Los cuerpos de los civiles muertos en las calles nos interpelan, son visibles y expuestos como producto de la barbarie desatada, sin embargo, el horror y la barbarie desencadenadas por el régimen israelí, se invisibilizan. Los cuerpos de los palestinos y palestinas asesinadas yacen enterrados bajo toneladas de escombros; solo desde el año 2008 a la fecha se contabilizan oficialmente en más de 10.000 víctimas del terror sionista. El avance sostenido, programado e ininterrumpido de la colonización desplaza a la población palestina, cada vez más sitiada y cada vez más acorralada.

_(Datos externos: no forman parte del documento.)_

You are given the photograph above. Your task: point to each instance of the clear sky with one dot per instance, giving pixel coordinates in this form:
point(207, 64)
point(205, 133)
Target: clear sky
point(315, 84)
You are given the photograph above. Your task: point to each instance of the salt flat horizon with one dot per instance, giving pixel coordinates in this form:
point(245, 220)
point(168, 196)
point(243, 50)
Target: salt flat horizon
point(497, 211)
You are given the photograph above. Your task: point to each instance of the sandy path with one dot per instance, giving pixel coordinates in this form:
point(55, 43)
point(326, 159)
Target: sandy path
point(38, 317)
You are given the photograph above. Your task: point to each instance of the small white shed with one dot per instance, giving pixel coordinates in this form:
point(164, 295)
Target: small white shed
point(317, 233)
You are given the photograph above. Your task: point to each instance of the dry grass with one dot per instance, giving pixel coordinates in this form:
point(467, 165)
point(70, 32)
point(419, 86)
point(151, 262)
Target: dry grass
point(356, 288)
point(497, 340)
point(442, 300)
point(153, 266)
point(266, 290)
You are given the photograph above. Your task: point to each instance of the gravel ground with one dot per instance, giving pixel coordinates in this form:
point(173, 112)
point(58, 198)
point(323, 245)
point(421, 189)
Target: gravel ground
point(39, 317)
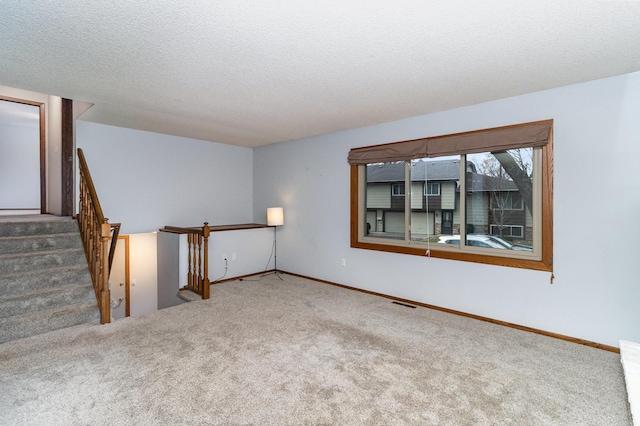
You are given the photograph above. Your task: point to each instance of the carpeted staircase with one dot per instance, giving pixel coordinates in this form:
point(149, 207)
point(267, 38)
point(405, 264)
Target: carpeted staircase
point(44, 279)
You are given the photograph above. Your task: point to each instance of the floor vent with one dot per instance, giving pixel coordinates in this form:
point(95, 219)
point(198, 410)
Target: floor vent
point(404, 304)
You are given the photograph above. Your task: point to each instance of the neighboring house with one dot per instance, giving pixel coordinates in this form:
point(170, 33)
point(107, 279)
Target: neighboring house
point(496, 204)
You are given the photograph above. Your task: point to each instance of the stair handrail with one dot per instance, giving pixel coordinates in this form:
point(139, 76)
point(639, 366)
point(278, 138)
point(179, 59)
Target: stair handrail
point(96, 231)
point(198, 257)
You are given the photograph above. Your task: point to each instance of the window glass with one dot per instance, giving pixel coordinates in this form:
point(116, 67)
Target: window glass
point(481, 196)
point(499, 199)
point(385, 201)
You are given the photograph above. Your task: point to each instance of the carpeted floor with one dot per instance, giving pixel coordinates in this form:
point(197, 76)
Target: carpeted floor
point(302, 352)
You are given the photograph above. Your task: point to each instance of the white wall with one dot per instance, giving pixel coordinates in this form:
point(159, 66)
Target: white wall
point(148, 180)
point(20, 161)
point(143, 264)
point(596, 291)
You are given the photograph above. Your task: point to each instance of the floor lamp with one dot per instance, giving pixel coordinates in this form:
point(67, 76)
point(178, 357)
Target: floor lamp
point(275, 218)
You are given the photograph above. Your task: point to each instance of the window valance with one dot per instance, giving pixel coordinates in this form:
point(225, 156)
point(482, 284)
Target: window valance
point(488, 140)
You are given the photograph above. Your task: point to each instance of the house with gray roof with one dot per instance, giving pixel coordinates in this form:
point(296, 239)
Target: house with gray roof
point(494, 204)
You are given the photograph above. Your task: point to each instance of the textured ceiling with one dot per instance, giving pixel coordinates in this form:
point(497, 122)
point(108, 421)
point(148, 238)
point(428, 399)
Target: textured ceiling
point(253, 73)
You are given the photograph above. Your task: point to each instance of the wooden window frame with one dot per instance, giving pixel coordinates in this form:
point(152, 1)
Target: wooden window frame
point(544, 263)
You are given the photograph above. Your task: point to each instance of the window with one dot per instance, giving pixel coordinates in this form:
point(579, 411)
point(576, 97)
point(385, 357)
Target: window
point(432, 189)
point(397, 189)
point(482, 196)
point(507, 230)
point(506, 201)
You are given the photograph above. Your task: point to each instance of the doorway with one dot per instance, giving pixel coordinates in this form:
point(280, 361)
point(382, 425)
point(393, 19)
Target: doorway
point(22, 157)
point(119, 281)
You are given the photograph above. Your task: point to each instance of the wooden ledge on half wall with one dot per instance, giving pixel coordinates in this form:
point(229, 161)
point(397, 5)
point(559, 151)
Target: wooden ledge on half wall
point(216, 228)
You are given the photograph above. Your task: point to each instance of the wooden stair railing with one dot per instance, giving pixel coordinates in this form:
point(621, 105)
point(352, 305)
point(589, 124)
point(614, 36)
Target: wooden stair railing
point(96, 231)
point(198, 258)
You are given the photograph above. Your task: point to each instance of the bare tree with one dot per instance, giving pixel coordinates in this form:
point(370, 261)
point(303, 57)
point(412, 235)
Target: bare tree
point(514, 165)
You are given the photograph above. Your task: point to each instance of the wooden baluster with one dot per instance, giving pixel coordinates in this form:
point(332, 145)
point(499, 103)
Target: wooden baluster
point(190, 274)
point(205, 234)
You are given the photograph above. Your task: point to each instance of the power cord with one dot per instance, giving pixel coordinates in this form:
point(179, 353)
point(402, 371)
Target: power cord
point(226, 266)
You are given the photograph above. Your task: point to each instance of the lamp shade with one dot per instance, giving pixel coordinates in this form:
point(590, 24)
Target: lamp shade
point(275, 216)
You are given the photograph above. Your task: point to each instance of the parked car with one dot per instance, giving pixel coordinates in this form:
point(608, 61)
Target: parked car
point(482, 240)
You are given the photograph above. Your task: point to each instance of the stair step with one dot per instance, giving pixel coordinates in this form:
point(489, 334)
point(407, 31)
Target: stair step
point(46, 299)
point(45, 284)
point(27, 282)
point(34, 243)
point(24, 262)
point(40, 322)
point(23, 228)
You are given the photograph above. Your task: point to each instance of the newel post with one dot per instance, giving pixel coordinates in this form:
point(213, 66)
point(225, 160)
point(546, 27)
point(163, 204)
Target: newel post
point(205, 233)
point(105, 293)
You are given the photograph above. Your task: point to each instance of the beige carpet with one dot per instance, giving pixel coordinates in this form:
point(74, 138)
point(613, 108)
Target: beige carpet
point(301, 352)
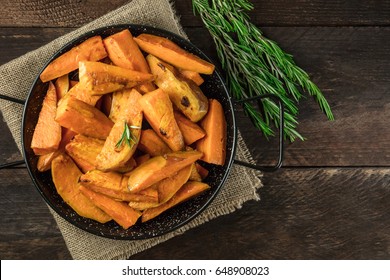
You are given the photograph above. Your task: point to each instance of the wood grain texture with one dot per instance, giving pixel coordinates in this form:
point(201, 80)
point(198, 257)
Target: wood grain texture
point(329, 201)
point(359, 135)
point(73, 13)
point(305, 213)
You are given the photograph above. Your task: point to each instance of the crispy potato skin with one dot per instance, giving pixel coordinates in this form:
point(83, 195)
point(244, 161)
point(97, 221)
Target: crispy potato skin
point(158, 111)
point(90, 50)
point(47, 133)
point(65, 177)
point(184, 93)
point(213, 145)
point(173, 54)
point(83, 118)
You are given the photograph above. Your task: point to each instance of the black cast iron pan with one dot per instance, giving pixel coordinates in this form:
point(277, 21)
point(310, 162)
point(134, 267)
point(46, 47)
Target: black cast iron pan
point(213, 87)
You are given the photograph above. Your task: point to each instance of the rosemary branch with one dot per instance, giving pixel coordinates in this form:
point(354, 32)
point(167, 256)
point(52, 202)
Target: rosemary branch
point(255, 65)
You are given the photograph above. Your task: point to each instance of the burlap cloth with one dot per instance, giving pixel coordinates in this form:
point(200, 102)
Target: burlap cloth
point(16, 78)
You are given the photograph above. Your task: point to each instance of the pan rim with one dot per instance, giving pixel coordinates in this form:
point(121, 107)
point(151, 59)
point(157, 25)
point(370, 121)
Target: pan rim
point(164, 33)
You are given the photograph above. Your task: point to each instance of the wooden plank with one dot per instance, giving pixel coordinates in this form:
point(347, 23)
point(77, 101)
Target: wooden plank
point(304, 213)
point(305, 13)
point(75, 13)
point(352, 69)
point(28, 229)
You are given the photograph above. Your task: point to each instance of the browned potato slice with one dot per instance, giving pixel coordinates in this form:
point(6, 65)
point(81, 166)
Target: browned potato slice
point(173, 54)
point(83, 118)
point(158, 111)
point(123, 214)
point(184, 93)
point(101, 78)
point(150, 143)
point(84, 150)
point(115, 153)
point(65, 177)
point(159, 167)
point(114, 185)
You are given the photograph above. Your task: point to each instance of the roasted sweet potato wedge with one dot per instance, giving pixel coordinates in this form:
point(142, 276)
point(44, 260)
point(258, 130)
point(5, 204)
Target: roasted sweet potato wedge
point(114, 185)
point(158, 111)
point(83, 118)
point(124, 52)
point(116, 153)
point(187, 191)
point(100, 78)
point(150, 143)
point(169, 186)
point(65, 176)
point(184, 93)
point(173, 54)
point(193, 76)
point(213, 145)
point(123, 214)
point(47, 134)
point(44, 161)
point(62, 86)
point(160, 167)
point(84, 150)
point(190, 130)
point(81, 93)
point(90, 50)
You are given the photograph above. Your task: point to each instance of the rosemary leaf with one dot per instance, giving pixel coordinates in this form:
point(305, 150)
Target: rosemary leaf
point(256, 65)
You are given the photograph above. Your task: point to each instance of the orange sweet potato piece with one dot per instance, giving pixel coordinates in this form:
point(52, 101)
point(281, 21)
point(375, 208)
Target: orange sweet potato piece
point(195, 176)
point(170, 52)
point(184, 93)
point(62, 86)
point(187, 191)
point(47, 133)
point(158, 111)
point(44, 161)
point(81, 93)
point(83, 118)
point(193, 76)
point(113, 156)
point(72, 83)
point(114, 185)
point(100, 78)
point(160, 167)
point(65, 176)
point(190, 130)
point(84, 150)
point(203, 172)
point(150, 143)
point(213, 145)
point(91, 50)
point(169, 186)
point(124, 52)
point(123, 214)
point(141, 159)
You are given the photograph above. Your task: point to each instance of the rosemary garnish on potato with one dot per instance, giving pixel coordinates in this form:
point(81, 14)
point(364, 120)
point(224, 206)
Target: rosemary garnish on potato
point(127, 136)
point(255, 65)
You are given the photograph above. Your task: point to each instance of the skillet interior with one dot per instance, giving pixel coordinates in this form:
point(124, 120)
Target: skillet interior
point(172, 219)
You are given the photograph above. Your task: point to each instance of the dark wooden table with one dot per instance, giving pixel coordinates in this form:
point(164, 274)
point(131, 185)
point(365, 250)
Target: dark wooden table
point(331, 199)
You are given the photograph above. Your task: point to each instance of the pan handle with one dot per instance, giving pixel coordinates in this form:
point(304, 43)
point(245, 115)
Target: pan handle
point(281, 139)
point(17, 162)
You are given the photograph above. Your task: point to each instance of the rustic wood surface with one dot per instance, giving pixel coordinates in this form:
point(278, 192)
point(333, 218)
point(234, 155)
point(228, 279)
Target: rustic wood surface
point(331, 199)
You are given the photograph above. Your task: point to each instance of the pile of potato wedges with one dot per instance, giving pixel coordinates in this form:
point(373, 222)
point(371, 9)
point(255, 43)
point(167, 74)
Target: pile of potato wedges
point(124, 127)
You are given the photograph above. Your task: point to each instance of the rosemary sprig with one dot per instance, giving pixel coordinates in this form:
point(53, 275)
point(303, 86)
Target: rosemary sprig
point(255, 65)
point(127, 136)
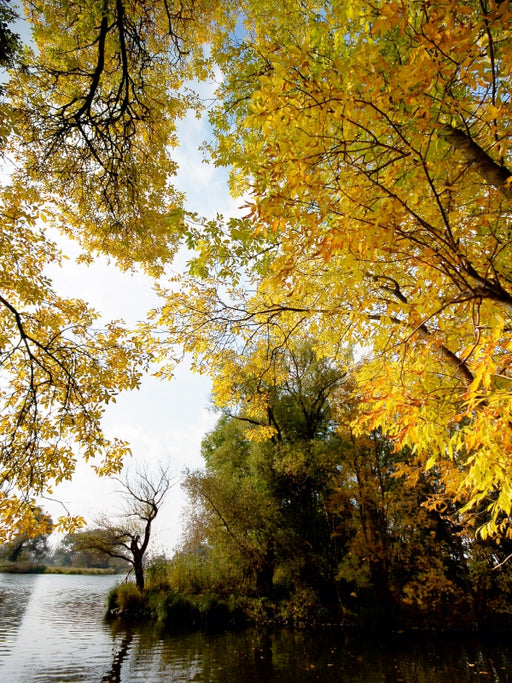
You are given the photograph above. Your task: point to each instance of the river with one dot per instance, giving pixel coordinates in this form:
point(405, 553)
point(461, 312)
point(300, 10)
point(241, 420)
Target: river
point(52, 631)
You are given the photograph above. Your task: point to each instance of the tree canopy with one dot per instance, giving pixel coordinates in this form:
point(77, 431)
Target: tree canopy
point(370, 142)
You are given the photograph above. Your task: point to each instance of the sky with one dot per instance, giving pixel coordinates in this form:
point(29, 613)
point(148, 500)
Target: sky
point(163, 421)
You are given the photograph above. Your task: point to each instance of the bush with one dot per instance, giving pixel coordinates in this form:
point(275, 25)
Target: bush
point(126, 599)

Los datos son irrefutables: decenas de puestos de control, el aberrante Muro de la Vergüenza, el control del suministro de energía eléctrica y de agua por parte del Estado de Israel, el bloqueo de Gaza, la expulsión de los palestinos de sus propias tierras iniciado hace largo tiempo, y finalmente, el aniquilamiento de la identidad palestina que resulta ser el objetivo final de Israel que -por otra parte- ha desconocido todas las resoluciones de la ONU. La resistencia a la opresión permanente es consagrada como derecho en el cuerpo normativo internacional, no obstante, las potencias occidentales lo omiten para el pueblo palestino, mientras lo reconocen en otras latitudes. Los medios de comunicación reproducen con insistencia la categorización de ¨terrorista¨, de modo que se impugne por ilegítima la resistencia palestina, mientras millones lloran las muertes israelíes, otros millones celebran las acciones inéditas de Hamas. ¿Será que estos millones son todos terroristas o desalmados? ¿Son estos millones de personas mentalmente insanas o atrapadas por el odio? Y, del otro lado ¿cuánto odio acumulado hacia los palestinos justifica el deseo explícitamente declarado -incluso por parte de autoridades israelíes- de eliminar al pueblo palestino? Evidentemente, las perspectivas son radicalmente diferentes.
En Latinoamérica las luchas por la independencia no fueron pacíficas, toda vez que el opresor quiso mantener su dominio colonialista. Para nosotros, la Solución pasa por un auténtico proceso de negociación que culmine reconociendo y garantizando los derechos del pueblo palestino en toda su plenitud, para conducir a una paz justa y duradera para todos. Se lo merecen dos pueblos hermanos.
(*) Christian Mirza, profesor e investigador de la Universidad de la República Oriental del Uruguay (UdelaR)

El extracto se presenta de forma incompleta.